Я стала замечать Её после случая с мандаринами. Я услышала привычный шелест юбок и странные глухие звуки. Я испугалась, что с Ней могло что-то случиться. Мне не хотелось, чтобы ещё кто-то повстречался с прозрачным человеком. Поэтому не задумываясь, я бросилась на лестничную клетку. И увидела, что она пытается подобрать шустро сбегающие от неё мандарины. Её длинные пальцы старались схватить, будто смеющиеся над ней, оранжевые шарики, но они упорно ускользали от её рук. И тогда я поняла, что дети зря стучали по соседской двери. Если она не может поймать даже маленькую мандаринку, то как она сможет поймать ребёнка? Тут нужна ловкость. А это было точно не про Неё. И я рассмеялась. Совсем тихо, но впервые за долгое время.
- Луна не может поймать мандарин.
- Если луне поможет солнце, то в благодарность получит мандарин.
Я вполне могла прожить без маленького мандарина, но я не могла прожить без общего секрета. Луна и солнце ловят мандарины. Почему нет? Это будет только между нами.
Когда мама вернулась с работы, я рассказал о произошедшем и попросила разрешения, чтобы луна приходила в гости. В тот же вечер мама поговорила с Ней, они обе дали своё согласие.

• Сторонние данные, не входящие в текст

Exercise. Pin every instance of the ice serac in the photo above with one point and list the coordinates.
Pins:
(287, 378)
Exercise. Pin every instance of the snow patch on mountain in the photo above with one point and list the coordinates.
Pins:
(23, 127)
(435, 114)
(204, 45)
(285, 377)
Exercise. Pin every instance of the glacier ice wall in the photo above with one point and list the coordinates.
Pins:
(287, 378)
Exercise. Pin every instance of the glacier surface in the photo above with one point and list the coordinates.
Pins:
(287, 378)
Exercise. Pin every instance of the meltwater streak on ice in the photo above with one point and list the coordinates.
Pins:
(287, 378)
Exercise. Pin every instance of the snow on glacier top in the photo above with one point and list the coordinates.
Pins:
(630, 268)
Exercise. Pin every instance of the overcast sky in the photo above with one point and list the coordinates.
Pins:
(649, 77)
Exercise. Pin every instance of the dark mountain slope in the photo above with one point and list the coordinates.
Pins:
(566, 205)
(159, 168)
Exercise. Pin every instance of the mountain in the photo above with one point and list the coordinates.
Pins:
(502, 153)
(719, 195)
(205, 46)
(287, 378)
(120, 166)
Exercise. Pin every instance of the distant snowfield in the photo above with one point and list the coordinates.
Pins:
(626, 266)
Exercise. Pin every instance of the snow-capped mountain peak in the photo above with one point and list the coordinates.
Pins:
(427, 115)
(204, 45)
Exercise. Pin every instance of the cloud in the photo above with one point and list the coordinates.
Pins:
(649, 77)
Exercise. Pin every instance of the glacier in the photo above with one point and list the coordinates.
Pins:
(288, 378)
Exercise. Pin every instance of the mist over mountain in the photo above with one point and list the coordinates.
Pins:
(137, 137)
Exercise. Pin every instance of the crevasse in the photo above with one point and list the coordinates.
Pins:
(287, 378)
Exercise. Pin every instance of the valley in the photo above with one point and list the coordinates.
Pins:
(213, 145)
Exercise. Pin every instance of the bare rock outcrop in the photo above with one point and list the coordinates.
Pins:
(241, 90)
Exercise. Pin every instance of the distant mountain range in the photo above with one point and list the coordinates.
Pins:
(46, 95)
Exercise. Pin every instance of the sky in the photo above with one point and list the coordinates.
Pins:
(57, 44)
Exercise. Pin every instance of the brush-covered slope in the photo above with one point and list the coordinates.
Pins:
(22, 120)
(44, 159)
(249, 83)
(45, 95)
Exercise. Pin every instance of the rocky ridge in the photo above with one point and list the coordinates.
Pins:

Мандарин был сладок, и казалось, что тепло вновь разливается в моём теле. Наконец, после долгого времени.
Её пальцы были холодные и всегда путались между собой. Ногти она подстригала очень коротко, лишь бы не выделить пальцы ещё больше. Она прятала их в складках длинных юбок, она не носила красный и белый. Говорила, что не к добру. По утру приносила мне чай в фарфоровой кружке с голубыми разводами. В восемь уходила мама, в девять стук раздавался в мою дверь. Я встречала луну и запах бадьяна.
- Привет, солнце.
- Привет, луна.
Мы садились на пол прихожей и пили чай. Мы много не разговаривали. Ни одной из нас не хотелось. Наверно потому что днём было моё время, а я не готова была ярко светить. Но по вечерам всё менялось. Тогда начинался театр теней. И не было Ей в этом равных. Я смотрела на сказочные миры, что оживали на стене. Её тихий, вкрадчивый голос сплетал сеть по всей комнате и убаюкивал меня. Тёмные фигуры проживали жизнь на наших полосатых обоях. И я вместе с ними. Мне казалось, что луна наконец сжалилась. И если бы не следовала за мной, то хотя бы оставалась рядом.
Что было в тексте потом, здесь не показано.